Arrival (Nasdaq: ARVL) today announced that it has agreed to amend the debt-to-equity transaction agreement with Antara Capital Master Fund LP (“Antara”), resulting in its exchange of $20 million principal amount of 3.50% convertible notes due 2026 (“Notes”) for 3,024,194 ordinary shares (“Ordinary Shares”). In connection with the exchange, Antara has agreed that it will not sell or otherwise dispose of the Ordinary Shares that it receives in the exchange in an amount greater than 10% of the traded volume of the Company’s Ordinary Shares on any given trading day. The exchange will take place today, June 6, 2023.
After the exchange, the remaining principal amount of Arrival’s convertible notes outstanding will be approximately $300 million.

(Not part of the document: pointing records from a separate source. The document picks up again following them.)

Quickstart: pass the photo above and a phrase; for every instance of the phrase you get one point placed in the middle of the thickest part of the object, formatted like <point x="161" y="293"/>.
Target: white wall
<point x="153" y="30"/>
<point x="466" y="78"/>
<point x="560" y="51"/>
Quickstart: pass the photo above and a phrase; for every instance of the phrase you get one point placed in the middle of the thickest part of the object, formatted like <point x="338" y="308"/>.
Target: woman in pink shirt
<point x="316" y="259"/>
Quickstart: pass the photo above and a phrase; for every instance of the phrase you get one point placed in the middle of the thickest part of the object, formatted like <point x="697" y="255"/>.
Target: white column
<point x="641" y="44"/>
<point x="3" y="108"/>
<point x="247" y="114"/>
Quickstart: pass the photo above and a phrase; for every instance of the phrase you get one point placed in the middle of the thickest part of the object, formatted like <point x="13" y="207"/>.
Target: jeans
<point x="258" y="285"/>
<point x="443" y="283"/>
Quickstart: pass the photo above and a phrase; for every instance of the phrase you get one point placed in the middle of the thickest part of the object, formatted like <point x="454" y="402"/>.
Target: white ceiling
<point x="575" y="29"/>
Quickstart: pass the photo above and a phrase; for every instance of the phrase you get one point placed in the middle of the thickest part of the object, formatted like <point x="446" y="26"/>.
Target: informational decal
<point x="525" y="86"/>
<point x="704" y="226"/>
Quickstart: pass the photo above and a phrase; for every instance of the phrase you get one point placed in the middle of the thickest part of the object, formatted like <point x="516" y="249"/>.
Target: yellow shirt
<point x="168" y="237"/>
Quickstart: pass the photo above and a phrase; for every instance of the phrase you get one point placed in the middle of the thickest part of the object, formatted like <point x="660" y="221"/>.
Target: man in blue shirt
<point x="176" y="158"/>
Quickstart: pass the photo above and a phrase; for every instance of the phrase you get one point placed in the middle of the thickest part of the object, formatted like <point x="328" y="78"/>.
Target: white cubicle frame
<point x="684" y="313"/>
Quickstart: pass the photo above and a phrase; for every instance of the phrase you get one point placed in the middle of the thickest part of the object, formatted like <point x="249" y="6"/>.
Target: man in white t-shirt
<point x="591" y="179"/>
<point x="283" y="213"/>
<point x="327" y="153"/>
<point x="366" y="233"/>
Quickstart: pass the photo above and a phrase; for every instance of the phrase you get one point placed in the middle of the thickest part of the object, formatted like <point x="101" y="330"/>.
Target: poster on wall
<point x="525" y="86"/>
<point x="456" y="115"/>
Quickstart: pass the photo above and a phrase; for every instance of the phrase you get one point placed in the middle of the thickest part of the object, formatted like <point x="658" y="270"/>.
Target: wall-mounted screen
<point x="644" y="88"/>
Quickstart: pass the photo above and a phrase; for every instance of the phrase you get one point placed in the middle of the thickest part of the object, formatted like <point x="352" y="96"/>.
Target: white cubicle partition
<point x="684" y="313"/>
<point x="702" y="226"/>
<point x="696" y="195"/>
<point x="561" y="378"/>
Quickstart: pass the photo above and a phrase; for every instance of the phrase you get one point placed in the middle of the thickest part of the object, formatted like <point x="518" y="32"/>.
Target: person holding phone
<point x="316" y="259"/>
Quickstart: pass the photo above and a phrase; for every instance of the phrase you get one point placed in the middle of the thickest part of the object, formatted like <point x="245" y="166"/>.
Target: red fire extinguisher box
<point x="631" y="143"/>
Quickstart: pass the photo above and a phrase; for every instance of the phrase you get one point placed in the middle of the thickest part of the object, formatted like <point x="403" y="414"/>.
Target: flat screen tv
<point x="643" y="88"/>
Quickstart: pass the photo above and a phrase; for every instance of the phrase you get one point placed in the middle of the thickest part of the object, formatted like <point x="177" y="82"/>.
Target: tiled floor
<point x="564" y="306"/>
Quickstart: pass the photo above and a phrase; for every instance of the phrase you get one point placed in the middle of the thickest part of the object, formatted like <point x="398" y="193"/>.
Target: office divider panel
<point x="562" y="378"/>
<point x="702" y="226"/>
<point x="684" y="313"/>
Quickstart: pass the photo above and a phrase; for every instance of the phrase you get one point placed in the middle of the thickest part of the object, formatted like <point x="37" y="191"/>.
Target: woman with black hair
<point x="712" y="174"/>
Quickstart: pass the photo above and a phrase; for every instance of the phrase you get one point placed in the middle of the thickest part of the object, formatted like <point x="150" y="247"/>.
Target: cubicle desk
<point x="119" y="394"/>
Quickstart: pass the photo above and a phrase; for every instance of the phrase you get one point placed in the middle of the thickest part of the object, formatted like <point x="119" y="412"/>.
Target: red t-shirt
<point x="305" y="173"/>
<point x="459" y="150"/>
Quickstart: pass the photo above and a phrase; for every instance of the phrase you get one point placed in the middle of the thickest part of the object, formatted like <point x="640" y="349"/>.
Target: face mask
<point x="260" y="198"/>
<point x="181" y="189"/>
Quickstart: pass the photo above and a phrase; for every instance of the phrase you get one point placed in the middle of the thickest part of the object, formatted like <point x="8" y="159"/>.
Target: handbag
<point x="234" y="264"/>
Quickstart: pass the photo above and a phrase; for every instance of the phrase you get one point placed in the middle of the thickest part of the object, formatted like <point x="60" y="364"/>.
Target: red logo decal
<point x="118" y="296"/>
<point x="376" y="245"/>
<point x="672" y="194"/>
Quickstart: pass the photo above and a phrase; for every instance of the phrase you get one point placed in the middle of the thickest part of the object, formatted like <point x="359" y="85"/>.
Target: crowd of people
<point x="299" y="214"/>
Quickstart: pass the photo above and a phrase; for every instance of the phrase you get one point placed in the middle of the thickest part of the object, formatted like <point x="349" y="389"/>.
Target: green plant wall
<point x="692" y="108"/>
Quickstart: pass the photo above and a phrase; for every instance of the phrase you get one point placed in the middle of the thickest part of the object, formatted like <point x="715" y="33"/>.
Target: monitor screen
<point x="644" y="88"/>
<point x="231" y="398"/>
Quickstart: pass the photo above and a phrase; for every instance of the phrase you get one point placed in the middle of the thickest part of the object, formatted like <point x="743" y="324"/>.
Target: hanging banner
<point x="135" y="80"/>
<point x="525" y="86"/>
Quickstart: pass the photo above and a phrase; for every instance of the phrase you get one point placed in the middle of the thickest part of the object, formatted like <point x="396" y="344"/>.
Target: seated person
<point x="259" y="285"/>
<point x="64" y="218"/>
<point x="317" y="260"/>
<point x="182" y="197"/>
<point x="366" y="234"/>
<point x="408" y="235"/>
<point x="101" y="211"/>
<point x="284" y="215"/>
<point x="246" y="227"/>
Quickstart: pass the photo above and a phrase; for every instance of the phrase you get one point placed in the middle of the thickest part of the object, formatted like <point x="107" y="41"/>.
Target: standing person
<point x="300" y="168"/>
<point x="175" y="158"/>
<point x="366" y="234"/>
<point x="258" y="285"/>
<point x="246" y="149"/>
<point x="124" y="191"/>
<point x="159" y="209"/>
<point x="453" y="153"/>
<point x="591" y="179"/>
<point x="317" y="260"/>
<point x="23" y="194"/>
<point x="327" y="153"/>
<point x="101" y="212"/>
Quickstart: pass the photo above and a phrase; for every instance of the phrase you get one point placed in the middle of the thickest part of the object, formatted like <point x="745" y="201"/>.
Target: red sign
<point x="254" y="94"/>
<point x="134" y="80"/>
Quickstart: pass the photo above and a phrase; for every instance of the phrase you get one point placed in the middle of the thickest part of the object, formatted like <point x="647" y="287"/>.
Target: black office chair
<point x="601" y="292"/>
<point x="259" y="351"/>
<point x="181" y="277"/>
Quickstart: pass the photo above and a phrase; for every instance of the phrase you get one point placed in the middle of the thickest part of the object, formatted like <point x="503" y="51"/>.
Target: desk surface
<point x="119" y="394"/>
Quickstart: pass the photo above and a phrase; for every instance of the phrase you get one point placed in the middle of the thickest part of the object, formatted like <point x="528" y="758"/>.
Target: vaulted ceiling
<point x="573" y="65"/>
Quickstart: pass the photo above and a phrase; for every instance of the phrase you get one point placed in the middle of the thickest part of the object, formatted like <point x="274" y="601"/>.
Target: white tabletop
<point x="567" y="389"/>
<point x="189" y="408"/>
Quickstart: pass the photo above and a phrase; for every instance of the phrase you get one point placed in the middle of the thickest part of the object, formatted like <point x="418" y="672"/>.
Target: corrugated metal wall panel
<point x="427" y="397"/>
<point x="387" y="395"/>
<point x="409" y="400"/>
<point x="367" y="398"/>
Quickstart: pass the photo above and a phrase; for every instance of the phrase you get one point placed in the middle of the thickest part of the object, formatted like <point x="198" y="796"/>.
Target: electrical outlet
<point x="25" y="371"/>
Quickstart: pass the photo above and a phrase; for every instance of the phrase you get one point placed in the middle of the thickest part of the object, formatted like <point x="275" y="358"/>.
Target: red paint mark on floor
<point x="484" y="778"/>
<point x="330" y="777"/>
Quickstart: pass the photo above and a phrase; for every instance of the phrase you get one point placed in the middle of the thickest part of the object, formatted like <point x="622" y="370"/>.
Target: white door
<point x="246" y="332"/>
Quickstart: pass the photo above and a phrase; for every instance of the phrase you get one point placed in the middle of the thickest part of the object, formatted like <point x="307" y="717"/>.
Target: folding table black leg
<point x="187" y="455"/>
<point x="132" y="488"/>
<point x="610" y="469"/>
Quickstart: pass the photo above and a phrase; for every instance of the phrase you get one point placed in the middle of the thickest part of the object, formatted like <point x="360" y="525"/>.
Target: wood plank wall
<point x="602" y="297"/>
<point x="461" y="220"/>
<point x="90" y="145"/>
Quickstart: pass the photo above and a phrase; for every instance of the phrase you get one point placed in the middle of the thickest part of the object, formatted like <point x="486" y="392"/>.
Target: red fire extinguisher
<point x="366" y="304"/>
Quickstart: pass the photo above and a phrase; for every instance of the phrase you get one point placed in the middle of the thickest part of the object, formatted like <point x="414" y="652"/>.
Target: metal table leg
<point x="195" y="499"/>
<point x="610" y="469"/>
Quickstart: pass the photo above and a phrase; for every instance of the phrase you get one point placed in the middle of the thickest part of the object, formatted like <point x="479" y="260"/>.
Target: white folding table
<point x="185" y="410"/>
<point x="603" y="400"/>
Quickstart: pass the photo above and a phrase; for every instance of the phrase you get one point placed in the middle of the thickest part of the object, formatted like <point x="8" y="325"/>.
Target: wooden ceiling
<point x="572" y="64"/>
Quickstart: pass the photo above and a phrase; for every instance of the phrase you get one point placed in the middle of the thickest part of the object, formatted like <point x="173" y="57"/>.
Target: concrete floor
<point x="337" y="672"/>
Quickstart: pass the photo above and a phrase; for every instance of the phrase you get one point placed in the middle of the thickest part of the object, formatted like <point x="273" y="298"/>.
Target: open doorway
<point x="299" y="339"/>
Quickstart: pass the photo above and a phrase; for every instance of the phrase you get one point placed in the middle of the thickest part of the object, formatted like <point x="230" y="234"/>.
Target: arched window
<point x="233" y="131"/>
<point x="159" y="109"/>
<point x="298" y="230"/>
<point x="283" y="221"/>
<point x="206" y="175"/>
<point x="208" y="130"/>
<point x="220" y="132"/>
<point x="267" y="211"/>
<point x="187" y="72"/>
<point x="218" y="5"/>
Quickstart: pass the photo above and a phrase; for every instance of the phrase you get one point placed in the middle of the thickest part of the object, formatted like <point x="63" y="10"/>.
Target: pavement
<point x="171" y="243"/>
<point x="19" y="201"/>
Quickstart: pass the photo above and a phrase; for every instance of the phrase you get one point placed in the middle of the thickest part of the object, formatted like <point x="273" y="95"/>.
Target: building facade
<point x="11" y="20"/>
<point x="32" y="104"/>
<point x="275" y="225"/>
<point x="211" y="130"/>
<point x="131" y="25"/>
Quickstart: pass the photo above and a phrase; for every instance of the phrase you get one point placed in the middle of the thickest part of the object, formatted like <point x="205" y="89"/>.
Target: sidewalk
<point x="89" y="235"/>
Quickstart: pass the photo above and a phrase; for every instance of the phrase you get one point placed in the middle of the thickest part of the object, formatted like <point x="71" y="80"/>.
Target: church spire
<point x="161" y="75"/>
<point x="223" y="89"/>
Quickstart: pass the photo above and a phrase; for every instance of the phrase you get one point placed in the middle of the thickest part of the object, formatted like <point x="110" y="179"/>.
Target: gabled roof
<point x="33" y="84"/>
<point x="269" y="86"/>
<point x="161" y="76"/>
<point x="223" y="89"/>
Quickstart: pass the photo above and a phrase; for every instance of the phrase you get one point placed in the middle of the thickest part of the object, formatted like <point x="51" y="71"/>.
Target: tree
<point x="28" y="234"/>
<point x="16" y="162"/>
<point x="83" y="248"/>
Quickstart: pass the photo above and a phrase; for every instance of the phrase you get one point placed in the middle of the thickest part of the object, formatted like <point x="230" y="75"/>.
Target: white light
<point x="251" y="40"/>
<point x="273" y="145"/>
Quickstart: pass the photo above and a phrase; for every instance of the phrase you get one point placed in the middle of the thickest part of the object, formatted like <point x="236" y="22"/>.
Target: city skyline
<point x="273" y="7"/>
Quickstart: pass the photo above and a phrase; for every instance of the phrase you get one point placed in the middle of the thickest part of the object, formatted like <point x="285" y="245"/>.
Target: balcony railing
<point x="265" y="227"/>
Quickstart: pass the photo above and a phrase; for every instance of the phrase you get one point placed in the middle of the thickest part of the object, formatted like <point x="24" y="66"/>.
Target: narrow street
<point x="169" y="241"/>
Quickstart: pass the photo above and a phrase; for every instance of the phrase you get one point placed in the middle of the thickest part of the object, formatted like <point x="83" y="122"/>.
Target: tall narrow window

More information can be found in the Company’s SEC filing from May 3, 2023, as well as on Arrival’s investor relations website.
Arrival’s mission is to master a radically more efficient New Method to design, produce, sell and service purpose-built electric vehicles, to support a world where cities are free from fossil fuel vehicles. Arrival’s in-house technologies enable a unique approach to producing vehicles using rapidly-scalable, local Microfactories. Arrival (Nasdaq: ARVL) is a joint stock company governed by Luxembourg law.
This press release contains certain forward-looking statements within the meaning of the federal securities laws, including statements regarding the debt-to-equity transaction. Such statements are made pursuant to the safe harbor provisions of the Private Securities Litigation Reform Act of 1995 and are based on management’s belief or interpretation of information currently available. Forward-looking statements are predictions, projections and other statements about future events that are based on current expectations and assumptions and, as a result, are subject to risks and uncertainties. Many factors could cause actual future events to differ materially from the forward-looking statements in this press release.
This press release does not constitute an offer to sell or a solicitation of an offer to buy any securities, nor does it constitute an offer, solicitation or sale in any jurisdiction in which such offer, solicitation or sale is unlawful. The Exchange Shares have not been registered under the United States Securities Act of 1933 (the “Securities Act”) and will be issued in accordance with the exemption from registration under Section 3(a)(9) of the Securities Act.
The Exchange Shares are not intended to be offered, sold or otherwise made available to and should not be offered, sold or otherwise made available to any persons in member states of the European Economic Area which apply Regulation (EU) 2017/1129 of the European Parliament and of the Council of 14 June 2017 on the prospectus to be published when securities are offered to the public or admitted to trading on a regulated market (this Regulation together with any implementing measures in any member state, the “Prospectus Regulation”), unless they are qualified investors for the purposes of the Prospectus Regulation in such member state or in any other circumstances falling within Article 1(4) of the Prospectus Regulation, and no person in member states of the European Economic Area that is not a relevant person or qualified investor may act or rely on this document or any of its contents.